Елизавета поняла, что задела рану в сердце Елены. Она очень пожалела об этом, и ей захотелось загладить неприятное впечатление. Фон Вальде, казалось, прочел эту мысль девушки по ее лицу и, не обращая внимания на печаль в голосе Елены, спросил:

— И вы пожелали жить именно в Тюрингене?

— Да.

— А почему?

— Потому что мне с раннего детства рассказывали, что мы родом из Тюрингии.

— А, вы, верно, из рода Гнадевицев?

— Это девичья фамилия моей матери, а я Фербер.

— Вы сказали это таким тоном, будто благодарите Бога за то, что не носите этой фамилии.

— Да, я очень рада этому.

— Гм… Это имя было в свое время очень громким.

— Да, но слава его не всегда была безупречной.

— Э, да и что с того! Зато это имя имело при многих дворах цену чистого золота, потому что было очень древним, и его носителей осыпали различными милостями.

— Простите, но я совершенно не могу понять, как возможно, что… — начала было Елизавета, но, покраснев, замолчала.

— Ну-с? Вы начали фразу, и я настаиваю на том, чтобы вы ее закончили.

— …что грехи награждаются потому, что стары, — неуверенно проговорила Елизавета.

— Прекрасно! Но многие предки Гнадевицев проявили истинное мужество и отвагу.
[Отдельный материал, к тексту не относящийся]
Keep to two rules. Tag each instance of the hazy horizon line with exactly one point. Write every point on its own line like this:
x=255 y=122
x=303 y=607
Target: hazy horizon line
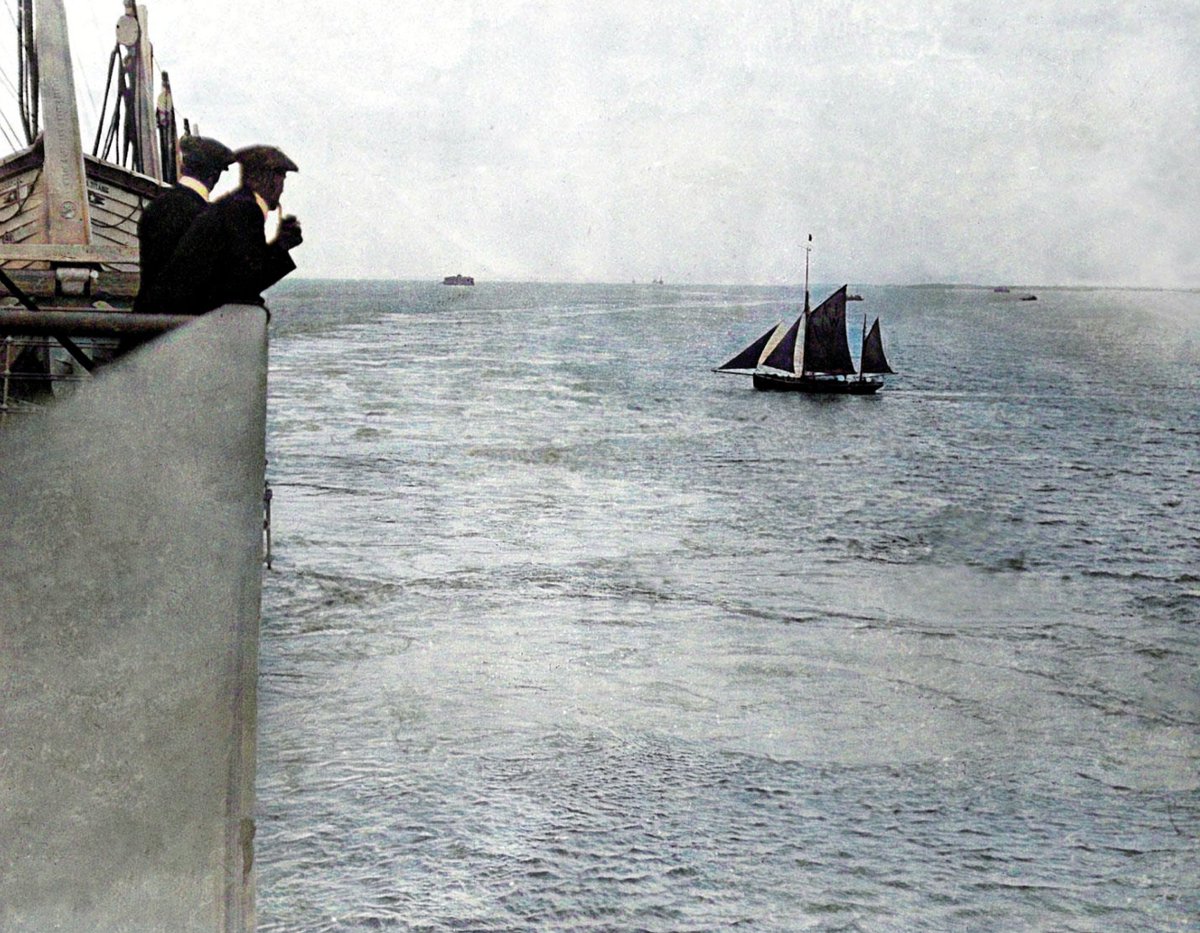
x=649 y=283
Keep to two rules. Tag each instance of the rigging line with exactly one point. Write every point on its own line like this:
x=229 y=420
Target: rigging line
x=15 y=136
x=24 y=200
x=87 y=84
x=127 y=217
x=108 y=85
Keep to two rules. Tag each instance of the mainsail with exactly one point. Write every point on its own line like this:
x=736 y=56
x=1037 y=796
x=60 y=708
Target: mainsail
x=749 y=359
x=826 y=349
x=874 y=361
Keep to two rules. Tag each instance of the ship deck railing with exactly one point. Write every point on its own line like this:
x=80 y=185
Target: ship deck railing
x=59 y=335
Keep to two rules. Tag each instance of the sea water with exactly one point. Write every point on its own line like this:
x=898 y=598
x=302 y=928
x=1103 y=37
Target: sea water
x=564 y=631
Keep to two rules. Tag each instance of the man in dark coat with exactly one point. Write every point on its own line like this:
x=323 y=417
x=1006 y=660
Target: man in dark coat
x=225 y=257
x=167 y=217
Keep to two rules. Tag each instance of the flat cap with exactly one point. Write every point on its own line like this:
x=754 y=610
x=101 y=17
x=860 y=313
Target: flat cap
x=264 y=158
x=205 y=152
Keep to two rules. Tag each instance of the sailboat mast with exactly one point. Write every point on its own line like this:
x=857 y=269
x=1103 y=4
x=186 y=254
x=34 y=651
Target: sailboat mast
x=862 y=353
x=808 y=248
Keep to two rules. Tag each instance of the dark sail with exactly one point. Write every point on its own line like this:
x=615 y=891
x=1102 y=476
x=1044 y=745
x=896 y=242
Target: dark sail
x=826 y=349
x=784 y=356
x=748 y=360
x=874 y=361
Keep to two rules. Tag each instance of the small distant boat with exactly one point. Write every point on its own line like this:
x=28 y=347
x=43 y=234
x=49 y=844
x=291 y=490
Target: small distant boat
x=813 y=355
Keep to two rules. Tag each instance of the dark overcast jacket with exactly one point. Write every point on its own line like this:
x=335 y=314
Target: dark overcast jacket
x=222 y=258
x=162 y=226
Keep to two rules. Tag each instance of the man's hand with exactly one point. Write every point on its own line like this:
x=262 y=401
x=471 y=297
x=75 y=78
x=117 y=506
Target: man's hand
x=289 y=235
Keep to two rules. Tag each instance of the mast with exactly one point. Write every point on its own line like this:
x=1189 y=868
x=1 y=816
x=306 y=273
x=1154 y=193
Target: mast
x=808 y=248
x=66 y=188
x=862 y=353
x=143 y=96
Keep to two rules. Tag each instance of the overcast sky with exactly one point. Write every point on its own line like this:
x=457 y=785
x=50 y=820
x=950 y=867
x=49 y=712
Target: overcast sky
x=701 y=140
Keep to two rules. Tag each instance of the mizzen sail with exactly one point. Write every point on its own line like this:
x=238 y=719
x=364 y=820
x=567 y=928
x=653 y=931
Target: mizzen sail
x=874 y=361
x=826 y=349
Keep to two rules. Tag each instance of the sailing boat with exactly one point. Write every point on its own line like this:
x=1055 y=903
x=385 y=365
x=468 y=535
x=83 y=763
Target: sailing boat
x=813 y=354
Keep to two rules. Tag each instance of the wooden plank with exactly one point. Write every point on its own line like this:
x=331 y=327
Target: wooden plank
x=66 y=192
x=66 y=253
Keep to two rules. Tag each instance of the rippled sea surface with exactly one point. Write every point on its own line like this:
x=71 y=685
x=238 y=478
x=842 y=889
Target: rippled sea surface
x=568 y=632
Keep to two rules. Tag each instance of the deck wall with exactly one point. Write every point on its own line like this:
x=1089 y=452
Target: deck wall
x=130 y=585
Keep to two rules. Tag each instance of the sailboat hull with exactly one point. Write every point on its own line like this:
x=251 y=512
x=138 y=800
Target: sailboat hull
x=813 y=385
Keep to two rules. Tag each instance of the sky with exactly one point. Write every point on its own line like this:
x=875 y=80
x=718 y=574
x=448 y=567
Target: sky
x=702 y=140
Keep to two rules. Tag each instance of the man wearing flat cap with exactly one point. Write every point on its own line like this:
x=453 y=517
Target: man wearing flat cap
x=225 y=258
x=167 y=217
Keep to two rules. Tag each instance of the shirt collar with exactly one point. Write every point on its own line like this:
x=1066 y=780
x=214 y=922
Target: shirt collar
x=187 y=181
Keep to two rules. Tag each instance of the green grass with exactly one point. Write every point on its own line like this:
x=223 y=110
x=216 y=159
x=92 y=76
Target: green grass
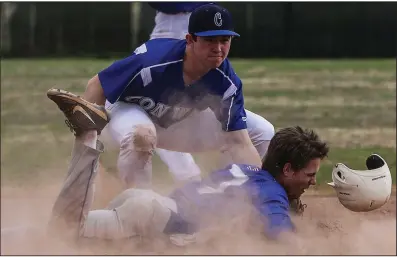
x=346 y=95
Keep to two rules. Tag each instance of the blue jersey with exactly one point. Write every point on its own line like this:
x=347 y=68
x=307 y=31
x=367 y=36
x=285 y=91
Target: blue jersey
x=176 y=7
x=223 y=191
x=152 y=77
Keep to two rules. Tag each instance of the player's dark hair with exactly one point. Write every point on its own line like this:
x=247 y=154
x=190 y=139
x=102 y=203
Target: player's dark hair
x=293 y=145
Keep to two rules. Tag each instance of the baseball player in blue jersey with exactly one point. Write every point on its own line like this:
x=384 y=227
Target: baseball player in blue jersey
x=180 y=95
x=288 y=169
x=171 y=21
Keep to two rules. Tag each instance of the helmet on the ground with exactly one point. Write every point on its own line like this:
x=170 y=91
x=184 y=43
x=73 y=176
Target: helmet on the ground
x=363 y=190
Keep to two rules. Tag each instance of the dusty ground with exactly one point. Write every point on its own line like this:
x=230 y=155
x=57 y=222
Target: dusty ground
x=325 y=228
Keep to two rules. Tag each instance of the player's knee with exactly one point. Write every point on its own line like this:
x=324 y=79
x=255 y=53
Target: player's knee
x=262 y=131
x=141 y=139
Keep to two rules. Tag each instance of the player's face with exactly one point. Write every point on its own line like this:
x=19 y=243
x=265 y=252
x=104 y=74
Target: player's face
x=212 y=51
x=300 y=180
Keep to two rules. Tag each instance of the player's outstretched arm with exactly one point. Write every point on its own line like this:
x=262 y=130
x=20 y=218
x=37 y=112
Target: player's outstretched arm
x=240 y=148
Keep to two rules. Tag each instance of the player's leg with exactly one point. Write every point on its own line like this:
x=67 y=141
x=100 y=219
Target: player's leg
x=131 y=129
x=203 y=132
x=181 y=165
x=75 y=198
x=260 y=131
x=134 y=212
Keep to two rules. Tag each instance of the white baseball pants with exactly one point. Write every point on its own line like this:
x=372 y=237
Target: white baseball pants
x=132 y=130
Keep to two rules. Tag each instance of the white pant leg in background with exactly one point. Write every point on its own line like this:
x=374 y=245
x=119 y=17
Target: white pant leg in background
x=134 y=212
x=181 y=165
x=170 y=25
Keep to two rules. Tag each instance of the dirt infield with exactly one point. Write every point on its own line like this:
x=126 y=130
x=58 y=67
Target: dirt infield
x=325 y=228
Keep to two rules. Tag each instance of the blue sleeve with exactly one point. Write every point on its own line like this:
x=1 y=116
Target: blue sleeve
x=176 y=7
x=118 y=76
x=233 y=116
x=274 y=214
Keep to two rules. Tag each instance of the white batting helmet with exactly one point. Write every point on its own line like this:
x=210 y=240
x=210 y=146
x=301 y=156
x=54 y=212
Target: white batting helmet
x=363 y=190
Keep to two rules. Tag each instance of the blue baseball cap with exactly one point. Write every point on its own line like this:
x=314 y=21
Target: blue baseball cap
x=211 y=20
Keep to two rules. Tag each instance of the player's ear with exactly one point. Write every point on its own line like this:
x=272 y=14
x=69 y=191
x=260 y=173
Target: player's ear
x=190 y=38
x=287 y=171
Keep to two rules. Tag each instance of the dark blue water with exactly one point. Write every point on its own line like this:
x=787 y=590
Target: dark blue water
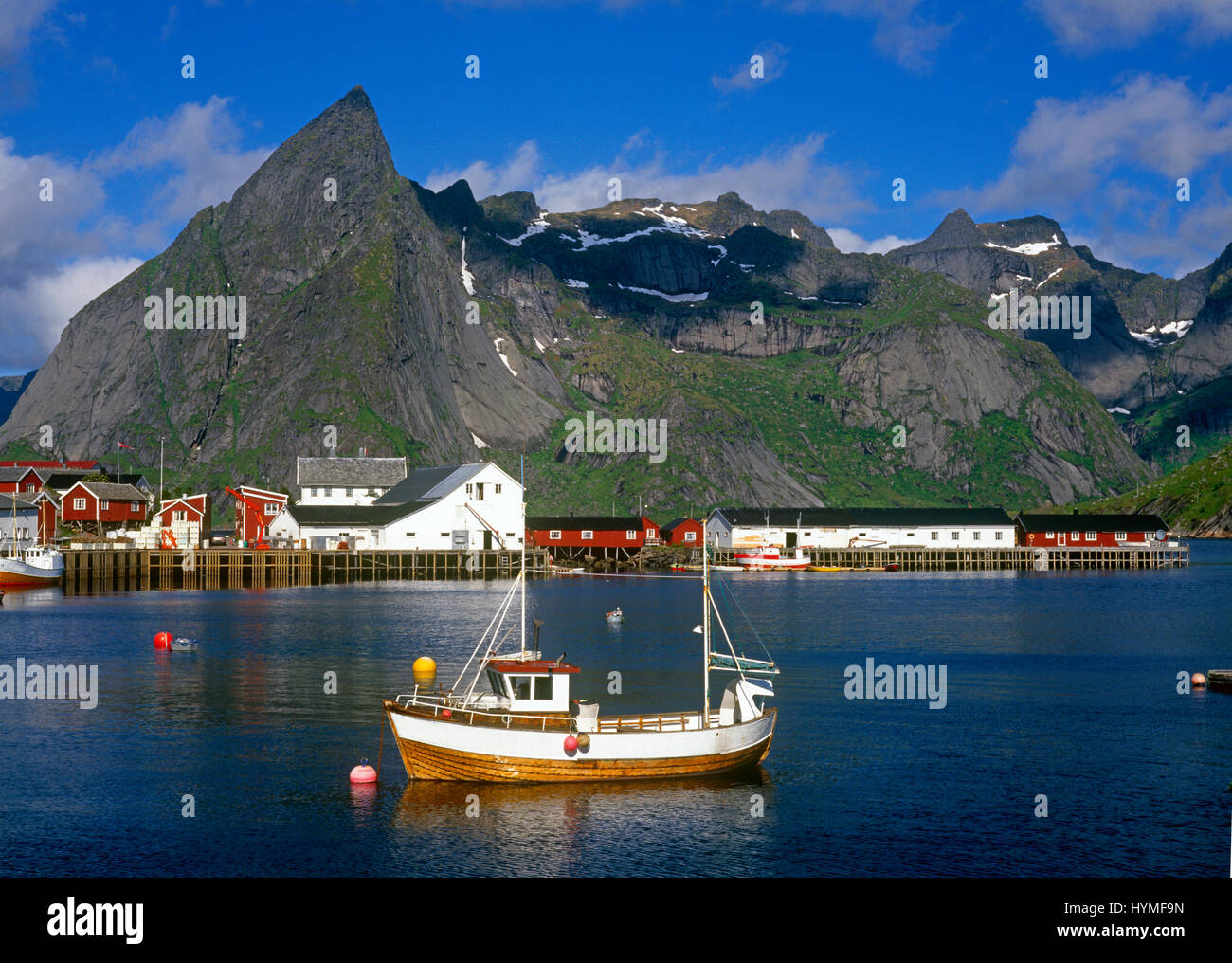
x=1059 y=683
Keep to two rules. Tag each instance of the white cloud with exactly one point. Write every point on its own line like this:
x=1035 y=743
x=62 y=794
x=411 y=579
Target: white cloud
x=791 y=176
x=849 y=242
x=774 y=63
x=200 y=142
x=33 y=314
x=1096 y=25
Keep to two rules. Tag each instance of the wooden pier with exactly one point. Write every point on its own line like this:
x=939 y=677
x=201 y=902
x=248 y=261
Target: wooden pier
x=100 y=571
x=1013 y=558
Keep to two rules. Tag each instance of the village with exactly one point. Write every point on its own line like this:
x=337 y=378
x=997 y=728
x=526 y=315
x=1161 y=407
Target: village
x=378 y=504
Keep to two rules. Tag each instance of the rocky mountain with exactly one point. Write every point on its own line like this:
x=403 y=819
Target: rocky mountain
x=444 y=328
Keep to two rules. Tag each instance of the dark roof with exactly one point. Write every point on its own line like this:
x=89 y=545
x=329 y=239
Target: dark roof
x=591 y=522
x=429 y=484
x=350 y=472
x=1058 y=521
x=849 y=518
x=358 y=515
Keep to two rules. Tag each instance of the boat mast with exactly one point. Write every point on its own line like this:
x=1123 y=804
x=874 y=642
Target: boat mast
x=522 y=622
x=705 y=629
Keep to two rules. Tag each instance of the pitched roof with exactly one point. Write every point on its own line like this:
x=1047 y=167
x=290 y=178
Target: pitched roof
x=1045 y=522
x=591 y=522
x=350 y=472
x=109 y=492
x=426 y=485
x=853 y=518
x=356 y=515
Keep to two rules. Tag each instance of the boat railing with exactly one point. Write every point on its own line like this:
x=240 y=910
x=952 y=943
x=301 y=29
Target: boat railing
x=442 y=702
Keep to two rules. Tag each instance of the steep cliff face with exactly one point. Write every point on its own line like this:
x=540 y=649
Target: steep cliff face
x=430 y=324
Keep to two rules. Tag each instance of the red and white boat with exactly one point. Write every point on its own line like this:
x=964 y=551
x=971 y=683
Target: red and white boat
x=37 y=565
x=769 y=556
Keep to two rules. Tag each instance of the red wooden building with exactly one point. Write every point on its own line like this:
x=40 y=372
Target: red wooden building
x=100 y=505
x=258 y=513
x=682 y=532
x=186 y=509
x=570 y=536
x=1088 y=531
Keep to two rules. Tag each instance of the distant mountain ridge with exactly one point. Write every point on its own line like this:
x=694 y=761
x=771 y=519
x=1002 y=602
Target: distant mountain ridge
x=443 y=328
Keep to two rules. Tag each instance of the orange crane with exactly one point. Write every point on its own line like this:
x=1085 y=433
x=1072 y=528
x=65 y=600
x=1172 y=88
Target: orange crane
x=258 y=510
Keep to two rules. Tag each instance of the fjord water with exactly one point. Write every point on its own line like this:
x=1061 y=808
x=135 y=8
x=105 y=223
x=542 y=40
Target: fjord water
x=1059 y=683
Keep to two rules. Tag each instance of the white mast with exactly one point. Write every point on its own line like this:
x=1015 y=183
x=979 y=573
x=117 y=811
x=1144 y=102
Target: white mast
x=524 y=554
x=705 y=629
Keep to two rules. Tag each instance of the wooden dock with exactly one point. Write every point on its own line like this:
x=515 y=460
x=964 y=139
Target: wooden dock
x=1011 y=558
x=100 y=571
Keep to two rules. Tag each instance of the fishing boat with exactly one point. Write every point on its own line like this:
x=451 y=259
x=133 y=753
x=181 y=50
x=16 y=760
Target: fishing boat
x=770 y=558
x=524 y=727
x=32 y=565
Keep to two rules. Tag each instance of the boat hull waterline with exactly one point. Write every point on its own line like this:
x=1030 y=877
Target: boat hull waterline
x=461 y=752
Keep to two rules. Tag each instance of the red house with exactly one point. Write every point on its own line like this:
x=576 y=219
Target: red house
x=591 y=535
x=102 y=505
x=682 y=532
x=186 y=509
x=1088 y=531
x=257 y=511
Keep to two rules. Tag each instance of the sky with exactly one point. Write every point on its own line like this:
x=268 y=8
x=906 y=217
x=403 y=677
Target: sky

— Возможно, но, по-моему, несправедливо, что их заслугами в течение стольких столетий пользуются те, кому вовсе не присущи эти качества.

— Да разве великие дела не должны жить вечно?

— Конечно, но если мы не считаем их для себя примером, то недостойны пользоваться славой совершивших их, — решительно ответила Елизавета.

В это время во двор въехал экипаж. Фон Вальде наморщил лоб и провел рукой по глазам, как бы внезапно просыпаясь от сна. Вскоре дверь отворилась и вошла баронесса. На ней и Бэлле были шляпки и накидки.

— Вот и мы! Какой сегодня отвратительный воздух! Я очень сожалею, что решила выехать. Мне, вероятно, придется поплатиться насморком за свою материнскую заботу. Бэлла хотела узнать, как ты себя чувствуешь, Елена, а потому я и привела ее сюда.

Девочка направилась прямо к кушетке и, казалось, не замечала Елизавету, сидевшую около нее. Наклонившись, чтобы поцеловать руку Елены, она задела Елизавету, пуговица ее накидки зацепилась за отделку платья гостьи и разорвала ее. Девочка подняла голову, искоса взглянула на дыру и, развернувшись, направилась к фон Вальде, чтобы поздороваться с ним.

— Ну-с, — проговорил тот, не подавая ей руки, — почему же ты не извинишься за свою неловкость?

Бэлла не сказала ни слова в ответ и ретировалась к мамаше, на щеках которой вспыхнули яркие пятна. Взгляд, который она бросила на Елизавету, ясно говорил, что ее недовольство было направлено на последнюю.

— Разве ты не умеешь говорить? — спросил фон Вальде, вставая.

— Госпожа Фербер сидела так близко, — проговорила вместо упорно молчавшей девочки баронесса.

— Действительно, мне надо было отодвинуться, да и беда вовсе не так велика, — сказала Елизавета с приветливой улыбкой, протягивая руку Бэлле.

Девочка сделала вид, что не заметила этого жеста и спрятала обе руки под пелерину. Фон Вальде, не говоря ни слова, подошел к ней, взял за руку, подвел к двери, открыл ее и приказал девочке:

— Иди сейчас же в свою комнату и не показывайся мне на глаза, пока я этого не пожелаю.

Баронесса была вне себя, но что она могла сделать? Она не имела оружия для борьбы с «варварством и насилием этого человека», который являлся хозяином дома. Наконец рассудок взял верх над чувствами.

— Надеюсь, милый Рудольф, ты простишь Бэлле маленький каприз, — проговорила она дрожащим голосом. — Прошу тебя принять во внимание то обстоятельство, что ее гувернантка ужасно бестолковая.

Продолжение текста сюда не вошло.